During university registrations, each student completes a registration file. All checks carried out indicate that the probability that any registration is well filled in is equal to p = 0.94.
Introduce a random variable X which describes the two possible states for each file.
If n = 5, calculate the probability of the following events : { no file is well filled}, {all files are well filled}, {X > 3}, { 2 < X < 4}.
If n = 100, what probability distribution can we use to approximate the distribution of X?
The answer to 3) is For n = 100, we can approximate the binomial distribution by the normal distribution with mean μ = np and standard deviation σ = √(npq).
This approximation is valid if np > 5 and nq > 5, which is true here.
My understanding of this is that the reason why this is correct is because of the central limit theorem, which dictates that if n is large enough, then a random variable can be modeled using the normal distribution. However i don't understand the last sentence, why 5? and why do we check that assumption with np and nq?
Checking if $np > 5$ and $n(1-p) > 5$ is a rule of thumb for when it's a good idea to approximate the binomial by the normal.
It's not as though $5$ is a magic number that suddenly turns the binomial distribution into a bell curve.
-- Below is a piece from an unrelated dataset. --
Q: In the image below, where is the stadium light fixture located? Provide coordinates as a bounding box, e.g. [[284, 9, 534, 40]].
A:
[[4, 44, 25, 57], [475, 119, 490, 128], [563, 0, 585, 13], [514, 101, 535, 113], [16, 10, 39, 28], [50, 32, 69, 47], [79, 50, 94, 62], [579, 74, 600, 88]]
Rather, we don't want $np$ and $n(1-p)$ to be too small, and $5$ is a reasonable threshold people have found for "not too small".
The reason for why we want a lower bound on $np$ is that when $np$ is small, it is better to approximate the binomial distribution by a Poisson distribution with rate $np$. The Poisson is also a discrete distribution, so it will be better than the normal at telling you discrete probabilities like $\Pr[X=0]$, $\Pr[X=1]$, $\Pr[X=2]$. Meanwhile, the normal distribution will put too much weight on $\Pr[X<0]$, which is not possible for the binomial distribution we want to approximate.
When $n(1-p)$ is small, then the same thing applies to the random variable $n-X$, which has a binomial distribution with $n$ trials and probability $1-p$.